Neben den finanziellen Förderern, bei denen wir uns sehr bedanken, haben sich zwei Göttinger Institutionen zur Mitarbeit bereit erklärt: Das deutsche Theater Göttingen wird uns helfen eine gute Dramaturgie zu entwickeln, das Göttinger Institut für Demokratieforschung unterstützt uns mit wissenschaftlicher Expertise und arbeitet bei der historischen und aktuellen Materialauswahl mit.
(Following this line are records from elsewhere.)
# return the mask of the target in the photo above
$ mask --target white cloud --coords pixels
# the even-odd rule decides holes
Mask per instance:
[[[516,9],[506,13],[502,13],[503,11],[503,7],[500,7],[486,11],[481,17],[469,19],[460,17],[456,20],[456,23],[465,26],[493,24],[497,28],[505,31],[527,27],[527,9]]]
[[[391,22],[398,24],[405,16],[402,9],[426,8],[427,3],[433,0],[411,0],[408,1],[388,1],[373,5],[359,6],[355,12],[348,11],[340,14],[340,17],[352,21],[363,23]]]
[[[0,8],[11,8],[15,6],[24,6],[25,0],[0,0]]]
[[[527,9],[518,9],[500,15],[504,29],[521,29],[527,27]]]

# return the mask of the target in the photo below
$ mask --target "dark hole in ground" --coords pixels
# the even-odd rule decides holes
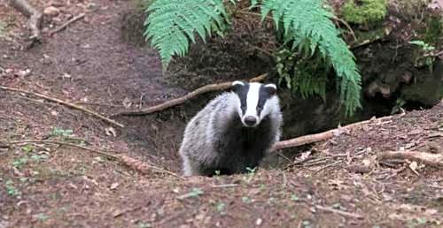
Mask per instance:
[[[133,13],[129,12],[129,13]],[[123,23],[123,37],[131,38],[139,35],[141,23],[144,15],[136,12],[135,16],[123,18],[123,22],[129,19],[132,24]],[[137,21],[140,23],[137,23]],[[173,87],[187,90],[214,83],[229,81],[237,79],[247,79],[263,72],[273,72],[275,63],[268,56],[263,55],[250,44],[263,47],[270,43],[273,34],[267,28],[254,27],[253,34],[242,27],[242,23],[233,25],[233,32],[226,39],[210,39],[206,44],[191,45],[190,53],[183,58],[174,59],[165,72],[167,84]],[[125,35],[126,34],[126,35]],[[143,41],[132,41],[132,43],[144,43]],[[249,44],[248,44],[249,43]],[[328,101],[323,103],[318,97],[301,99],[299,95],[288,95],[287,91],[279,91],[286,120],[284,127],[284,139],[316,133],[336,128],[338,124],[346,125],[353,122],[369,119],[372,117],[390,115],[397,104],[397,98],[401,96],[400,91],[408,83],[401,82],[406,72],[411,73],[411,78],[422,75],[413,67],[410,62],[412,49],[405,47],[400,49],[386,49],[389,45],[395,46],[395,38],[385,42],[374,42],[354,50],[361,68],[363,87],[377,82],[380,86],[377,89],[390,88],[389,97],[376,92],[371,96],[363,99],[364,109],[351,118],[343,118],[337,115],[338,98],[333,93],[328,95]],[[394,45],[395,44],[395,45]],[[265,45],[266,47],[266,45]],[[399,52],[400,54],[396,53]],[[395,53],[394,53],[395,52]],[[370,53],[369,55],[368,53]],[[392,56],[396,57],[392,60]],[[439,71],[435,71],[439,72]],[[436,74],[438,81],[440,74]],[[275,77],[273,79],[276,79]],[[441,83],[441,82],[439,82]],[[402,91],[402,90],[401,90]],[[152,115],[144,117],[122,118],[127,128],[121,137],[131,147],[130,153],[146,155],[149,161],[169,170],[179,171],[181,160],[178,148],[182,141],[183,132],[187,121],[201,110],[206,103],[218,93],[207,94],[180,105]],[[177,95],[174,97],[178,96]],[[407,110],[431,108],[420,102],[408,102],[402,106]],[[308,149],[309,146],[287,149],[278,155],[274,153],[267,157],[268,167],[282,167],[290,163],[299,151]]]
Wir freuen uns auf die Zusammenarbeit.
Die Lesung soll in der Zusammenstellung von Passagen aus den Briefen, eigenen Erfahrungen der alten Menschen, historischen Materialen und aktuellen Bezügen eine Sensibilisierung für heutige Entwicklungen zu erreichen – aus der Geschichte lernen im besten Sinne.
Ende März 2021 wird die Lesung fertig sein, vorher wird es eine Reihe von „Testaufführungen“ z.B. an Schulen geben, in denen die Lesung vorgestellt und erprobt – evaluiert – wird. Wenn das Material fertiggestellt ist, kann die gesamte Lesung mit allen Materialien elektronisch abgerufen und am eigenen Heimatort aufgeführt werden. Für die Nutzung dieser Materialien wird eine Vereinbarung zwischen der Projektleitung und der aufführenden Gruppe/ Institution geschlossen, die die Bedingungen der Verwendung regelt.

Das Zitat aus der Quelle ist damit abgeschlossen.